A Lenda das Rosas
Eis despois vem Dinis, que bem parece
Do bravo Afonso estirpe nobre e dina,
Com quem a fama grande se escurece
Da liberalidade alexandrina.
Com este o Reino próspero florece
(Alcançada já a paz áurea divina)
Em constituições, leis e costumes,
Na terra já tranquila claros lumes.
Lusíadas Canto III - 96
Pensativo estava el-rei D. Diniz, que a História chamou de Lavrador, no balcão do castelo de Sabugal, olhando os campos verdejantes que se estendiam ao alcance de sua vista.
As medidas que tomara tinham reactivado a agricultura e o pinhal que mandara plantar nos areais de Leiria travava o avanço das areias para os campos agrícolas. Dele, cantaria mais tarde em verso, Fernando Pessoa, “na noite escreve em seu cantar de amigo o plantador de naus a haver…”.

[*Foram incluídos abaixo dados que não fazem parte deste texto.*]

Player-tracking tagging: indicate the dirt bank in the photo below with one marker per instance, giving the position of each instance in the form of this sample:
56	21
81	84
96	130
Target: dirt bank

Rei culto, poeta, de sensibilidade única, amante do seu povo, doía-lhe a miséria que grassava em redor, por isso a sua governação era organizativa e de desenvolvimento e não guerreira.
Tinha desposado excelente senhora, Infanta Isabel, dama de Aragão e de mui nobre família real da Ibéria e da Sicília.
Só lhe sobrepujava a beleza e a formosura de seus gestos, a bondade e a candura do trato para com os pobres que à volta do paço estendiam a mão à caridade.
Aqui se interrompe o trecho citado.